I need to get out of this carriage.
‘Yeah, 2015, that was it!’ says the Grown-Up Indie Kid. ‘You guys were… all right.’
‘Cheers.’ That’s probably as accurate a summary of our band as you’
ll ever hear, to be fair.
I grip the handrail, ready to stand up. Need to get out of here.
‘So, what happened, then?’ the GUIK asks, waving a hand at my general appearance, as if to say: ‘Why are you slouched on the Hammersmith & City line at half seven in the morning, rather than jet skiing with Bono and Liam Gallagher in the Seychelles?’
The thumping in my ears is louder than ever. I can’t think about this now. I can’t. ‘I just…’ The words congeal in my throat. Joe, backstage, quieter than normal. The memory of it grips me around the neck.

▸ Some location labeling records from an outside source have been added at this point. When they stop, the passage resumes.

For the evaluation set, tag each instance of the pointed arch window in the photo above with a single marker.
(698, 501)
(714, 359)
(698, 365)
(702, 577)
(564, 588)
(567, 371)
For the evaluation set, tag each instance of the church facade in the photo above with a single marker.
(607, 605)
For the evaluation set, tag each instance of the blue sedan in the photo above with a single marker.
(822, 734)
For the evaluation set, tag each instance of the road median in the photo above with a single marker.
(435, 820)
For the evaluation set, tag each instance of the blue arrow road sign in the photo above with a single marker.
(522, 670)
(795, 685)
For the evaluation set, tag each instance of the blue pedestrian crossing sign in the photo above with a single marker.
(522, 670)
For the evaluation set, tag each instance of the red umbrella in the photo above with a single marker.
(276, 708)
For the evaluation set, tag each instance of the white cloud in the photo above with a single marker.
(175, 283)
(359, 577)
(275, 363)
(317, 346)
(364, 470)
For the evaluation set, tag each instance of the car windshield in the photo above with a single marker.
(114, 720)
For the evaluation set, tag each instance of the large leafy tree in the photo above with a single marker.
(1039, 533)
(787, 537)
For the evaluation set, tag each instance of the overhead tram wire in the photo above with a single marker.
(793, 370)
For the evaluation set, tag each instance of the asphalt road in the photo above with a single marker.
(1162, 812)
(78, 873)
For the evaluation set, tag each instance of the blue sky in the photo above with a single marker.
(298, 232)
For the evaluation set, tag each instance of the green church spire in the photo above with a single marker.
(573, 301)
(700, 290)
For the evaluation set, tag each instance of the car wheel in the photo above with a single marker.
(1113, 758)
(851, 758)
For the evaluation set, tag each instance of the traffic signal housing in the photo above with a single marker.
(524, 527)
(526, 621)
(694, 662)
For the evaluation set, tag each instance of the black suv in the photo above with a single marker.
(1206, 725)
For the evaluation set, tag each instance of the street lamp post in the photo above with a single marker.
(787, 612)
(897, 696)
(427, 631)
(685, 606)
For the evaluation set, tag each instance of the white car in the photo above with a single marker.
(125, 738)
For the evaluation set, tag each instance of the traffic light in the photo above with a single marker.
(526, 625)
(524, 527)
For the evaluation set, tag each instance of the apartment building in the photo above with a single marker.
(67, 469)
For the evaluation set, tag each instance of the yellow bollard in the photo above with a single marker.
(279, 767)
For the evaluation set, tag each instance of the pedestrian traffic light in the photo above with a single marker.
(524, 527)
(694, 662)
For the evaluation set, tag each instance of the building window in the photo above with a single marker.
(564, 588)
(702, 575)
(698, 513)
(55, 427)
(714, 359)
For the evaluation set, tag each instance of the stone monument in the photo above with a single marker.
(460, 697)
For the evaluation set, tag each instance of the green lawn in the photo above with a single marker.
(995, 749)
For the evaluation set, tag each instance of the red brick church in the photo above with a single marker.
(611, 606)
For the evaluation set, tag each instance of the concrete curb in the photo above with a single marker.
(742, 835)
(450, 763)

I shake my head. Get to my feet. ‘Sorry, this is my stop, actually. Nice to meet you, though.’ I can feel the sweat prickling on my forehead.
Why won’t this fucking train stop?
The GUIK is up now too, his hand on my shoulder. ‘No worries, man. Can I get a quick photo, though? I’ve got a mate who used to be really into your group – he’ll think it’s hilarious.’
Turn away, head throbbing. ‘Sorry, this is my stop.’ I can just keep repeating that until the doors open. The train bursts out of the tunnel, finally, the signs for Euston Square flashing past in a reddish-blue blur.
I hear him sit back down, muttering, ‘Fucking prick. Who does he think he is?’
The doors hiss open and I stagger out onto the platform, gulping the dirty air. My face is boiling, the blood thundering in my ears. Joe, backstage, quieter than normal.
I never even asked him if he was all right.
I look round as the train moves off to see the GUIK holding his phone up at me, smirking. The camera flash stings my eyes through the window.